Water with a bit of cheap green dishwashing detergent to lubricate the bead. Truck tires hold a lot of air, one needs a nice big air compressor. Not going to reinflate with a hand pump or 12V inflator. The used tire bead will naturally want to go back on the rim. New tires can be nearly impossible without a ring of high volume air blowing around the perimeter of the rim. Soap and water helps.

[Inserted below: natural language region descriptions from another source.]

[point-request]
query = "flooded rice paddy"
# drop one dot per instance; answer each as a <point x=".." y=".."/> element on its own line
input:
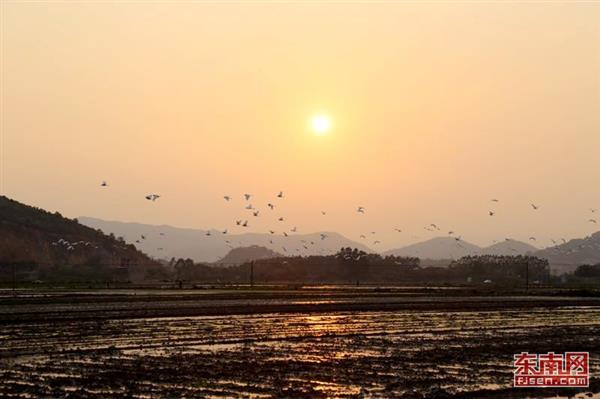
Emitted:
<point x="59" y="346"/>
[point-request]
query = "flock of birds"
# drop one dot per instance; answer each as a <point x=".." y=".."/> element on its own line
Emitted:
<point x="306" y="244"/>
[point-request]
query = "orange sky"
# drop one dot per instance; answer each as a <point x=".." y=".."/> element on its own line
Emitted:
<point x="436" y="109"/>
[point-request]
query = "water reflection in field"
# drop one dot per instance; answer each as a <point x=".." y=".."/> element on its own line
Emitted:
<point x="345" y="354"/>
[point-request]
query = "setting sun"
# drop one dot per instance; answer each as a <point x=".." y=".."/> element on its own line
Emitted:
<point x="321" y="124"/>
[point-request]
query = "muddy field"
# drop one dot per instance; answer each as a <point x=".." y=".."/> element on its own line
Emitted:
<point x="284" y="344"/>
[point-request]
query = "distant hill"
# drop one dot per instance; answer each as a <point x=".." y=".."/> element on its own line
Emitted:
<point x="51" y="243"/>
<point x="240" y="255"/>
<point x="437" y="248"/>
<point x="449" y="248"/>
<point x="167" y="241"/>
<point x="566" y="257"/>
<point x="509" y="247"/>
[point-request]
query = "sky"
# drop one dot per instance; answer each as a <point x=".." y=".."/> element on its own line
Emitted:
<point x="436" y="108"/>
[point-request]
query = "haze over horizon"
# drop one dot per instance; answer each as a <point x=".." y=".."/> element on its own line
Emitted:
<point x="424" y="114"/>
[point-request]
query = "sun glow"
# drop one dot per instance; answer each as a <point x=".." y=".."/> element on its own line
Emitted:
<point x="321" y="124"/>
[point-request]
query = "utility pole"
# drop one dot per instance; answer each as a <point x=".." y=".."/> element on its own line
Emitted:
<point x="252" y="274"/>
<point x="14" y="278"/>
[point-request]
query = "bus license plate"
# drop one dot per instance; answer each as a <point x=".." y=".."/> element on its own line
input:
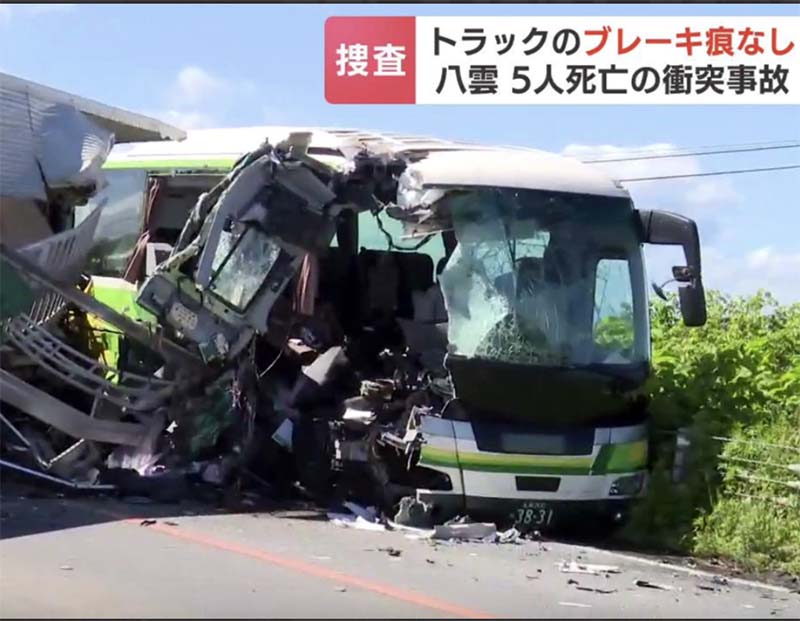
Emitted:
<point x="533" y="515"/>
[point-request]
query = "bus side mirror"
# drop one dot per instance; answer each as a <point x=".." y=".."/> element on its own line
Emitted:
<point x="665" y="228"/>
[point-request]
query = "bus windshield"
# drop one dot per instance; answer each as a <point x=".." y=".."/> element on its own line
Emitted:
<point x="545" y="278"/>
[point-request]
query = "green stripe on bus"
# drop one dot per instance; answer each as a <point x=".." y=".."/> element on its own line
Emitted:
<point x="624" y="457"/>
<point x="512" y="464"/>
<point x="224" y="164"/>
<point x="612" y="458"/>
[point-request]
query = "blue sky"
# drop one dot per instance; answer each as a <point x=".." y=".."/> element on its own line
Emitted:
<point x="236" y="65"/>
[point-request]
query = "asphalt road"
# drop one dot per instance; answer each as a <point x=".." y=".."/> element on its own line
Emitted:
<point x="96" y="558"/>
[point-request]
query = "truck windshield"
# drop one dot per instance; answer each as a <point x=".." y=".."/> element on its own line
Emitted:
<point x="544" y="278"/>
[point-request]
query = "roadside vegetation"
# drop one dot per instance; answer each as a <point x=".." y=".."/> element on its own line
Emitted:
<point x="733" y="386"/>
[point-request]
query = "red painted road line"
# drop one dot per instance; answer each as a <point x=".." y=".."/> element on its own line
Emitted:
<point x="316" y="571"/>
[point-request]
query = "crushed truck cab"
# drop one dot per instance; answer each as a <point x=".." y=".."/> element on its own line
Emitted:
<point x="434" y="327"/>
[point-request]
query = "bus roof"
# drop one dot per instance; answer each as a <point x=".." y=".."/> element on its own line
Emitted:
<point x="446" y="162"/>
<point x="126" y="126"/>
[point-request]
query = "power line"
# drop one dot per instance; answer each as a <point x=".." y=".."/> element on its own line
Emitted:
<point x="649" y="150"/>
<point x="693" y="153"/>
<point x="712" y="174"/>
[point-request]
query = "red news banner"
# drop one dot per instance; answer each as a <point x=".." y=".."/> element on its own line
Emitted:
<point x="562" y="60"/>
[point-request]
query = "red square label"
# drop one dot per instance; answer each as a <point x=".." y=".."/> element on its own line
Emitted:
<point x="370" y="60"/>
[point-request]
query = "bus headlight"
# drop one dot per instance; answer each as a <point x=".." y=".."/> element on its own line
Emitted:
<point x="629" y="485"/>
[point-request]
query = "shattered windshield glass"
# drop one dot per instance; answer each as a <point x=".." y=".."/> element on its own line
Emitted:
<point x="544" y="278"/>
<point x="242" y="262"/>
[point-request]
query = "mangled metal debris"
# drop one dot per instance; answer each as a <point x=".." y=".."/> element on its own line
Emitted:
<point x="572" y="567"/>
<point x="269" y="346"/>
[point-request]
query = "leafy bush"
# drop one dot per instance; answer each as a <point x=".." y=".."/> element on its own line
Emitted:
<point x="734" y="377"/>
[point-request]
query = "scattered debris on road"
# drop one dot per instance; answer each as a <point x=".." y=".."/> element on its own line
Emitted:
<point x="645" y="584"/>
<point x="572" y="567"/>
<point x="596" y="590"/>
<point x="574" y="605"/>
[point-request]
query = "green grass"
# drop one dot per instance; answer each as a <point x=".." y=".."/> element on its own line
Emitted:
<point x="737" y="377"/>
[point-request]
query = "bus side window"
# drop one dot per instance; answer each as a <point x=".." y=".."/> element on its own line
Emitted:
<point x="120" y="223"/>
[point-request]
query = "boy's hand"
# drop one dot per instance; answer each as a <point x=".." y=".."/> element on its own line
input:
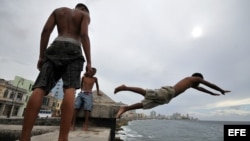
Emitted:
<point x="225" y="91"/>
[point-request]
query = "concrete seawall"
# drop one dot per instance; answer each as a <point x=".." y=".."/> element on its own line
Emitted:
<point x="102" y="124"/>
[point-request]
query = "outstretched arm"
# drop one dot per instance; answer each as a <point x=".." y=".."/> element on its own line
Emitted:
<point x="211" y="85"/>
<point x="45" y="35"/>
<point x="97" y="86"/>
<point x="205" y="91"/>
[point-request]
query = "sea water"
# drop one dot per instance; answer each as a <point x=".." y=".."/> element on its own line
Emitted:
<point x="175" y="130"/>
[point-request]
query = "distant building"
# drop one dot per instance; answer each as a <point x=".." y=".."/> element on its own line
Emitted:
<point x="14" y="95"/>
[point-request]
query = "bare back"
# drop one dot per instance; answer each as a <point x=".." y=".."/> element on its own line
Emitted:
<point x="69" y="22"/>
<point x="185" y="84"/>
<point x="88" y="83"/>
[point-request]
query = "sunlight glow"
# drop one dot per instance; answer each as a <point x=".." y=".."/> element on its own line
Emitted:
<point x="197" y="32"/>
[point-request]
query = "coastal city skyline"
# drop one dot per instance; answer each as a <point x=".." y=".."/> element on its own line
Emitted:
<point x="148" y="44"/>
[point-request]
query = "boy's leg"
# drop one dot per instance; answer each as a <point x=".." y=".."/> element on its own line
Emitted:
<point x="86" y="115"/>
<point x="67" y="108"/>
<point x="132" y="89"/>
<point x="74" y="119"/>
<point x="31" y="113"/>
<point x="124" y="109"/>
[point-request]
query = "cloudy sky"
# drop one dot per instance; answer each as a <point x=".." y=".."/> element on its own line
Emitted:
<point x="147" y="43"/>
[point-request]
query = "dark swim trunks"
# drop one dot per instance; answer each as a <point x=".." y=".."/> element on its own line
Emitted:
<point x="85" y="100"/>
<point x="62" y="60"/>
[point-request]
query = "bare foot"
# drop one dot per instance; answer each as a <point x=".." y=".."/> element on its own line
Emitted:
<point x="120" y="112"/>
<point x="119" y="88"/>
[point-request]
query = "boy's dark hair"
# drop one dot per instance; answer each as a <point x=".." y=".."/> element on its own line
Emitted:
<point x="82" y="5"/>
<point x="94" y="69"/>
<point x="197" y="75"/>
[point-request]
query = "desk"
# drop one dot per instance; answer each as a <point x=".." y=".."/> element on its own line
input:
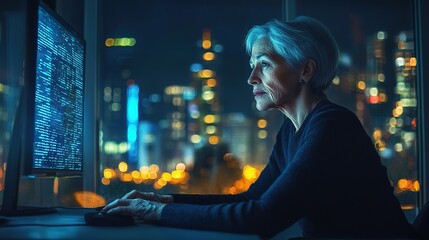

Hey, but $28 is an excellent value for having a pro do the work.
 
I’ve heard from several folks the cloning makes swapping winters tires because you don’t have to re-program the tires. The problem with that is I also rotate the tires when I change from summer to winter and vice versa. Rear left becomes front right. ( I chalk mark the tire’s position ). In my Suburban the system reports the actual psi of each tire and it’s location. Certainly it’s not an issue on versions that just have a light if one tire gets low. I’ll just carry on and reprogram the tire’s position.
 
Last edited:
I’ve heard from several folks the cloning makes swapping winters tires because you don’t have to re-program the tires. The problem with that is I also rotate the tires when I change from summer to winter and vice versa. Rear left becomes front right. ( I chalk mark the tire’s position ). In my Suburban the system reports the actual psi of each tire and it’s location. Certainly it’s not an issue on versions that just have a light if one tire gets low. I’ll just carry on and reprogram the tires position.
Ford has a similar in-vehicle sequence involving partial deflation of one tire at a time to assign location. Some militantly post assertions that an F-150 can magically find new sensors, and old sensors in new positions on its own. Yet for some reason the procedure is printed in the owner's manual and Ford sells a clicker which bypasses the deflation step. Am guessing your Silverado might also be able to bypass the deflation step using a clicker at each wheel.

Have also seen mention of a magnet which fits around the valve stem to wake new sensors from new manufacturing hibernation.

With my Autel TS508 I can go to each wheel to read the sensor, then plug into the OBD-II port, tell the TS508 to update the truck, task complete. Have never waited to see if the truck would find the new locations on its own.

When the Tesla Mobile Tech used a TS508 on my Model S, I knew I had to have one. Saw mention new unused TS508's were being sold on eBay in 2019, I snagged it. My Model S does not display pressures but with the TS508 I can walk around the car, read the sensors and pressures without bending down on my knees to unscrew a valve cap. And do the same for my Subaru. But of all things it is my lowly Ford which which is the only one to have tire pressure display.
 
IMO sensors are a waste!!! my $80 tire pressure gauge has done a LOT of checks!!! i just rotated girlfriends tyres on her 18 Kia Optima + ALL tyres were down 7 LB but no warning light!!! its great having a good fair priced indy + mine mounts + balances MY tires that are on my car or pickup @ $10 a pop + he gets any work i dont do as well as my girlfriends car. today its RARE especially in bigger cities to get fair pricing + FORGET the STEALERS as they have a lot of overhead aka upper management getting OVERPAID for NOTHING!!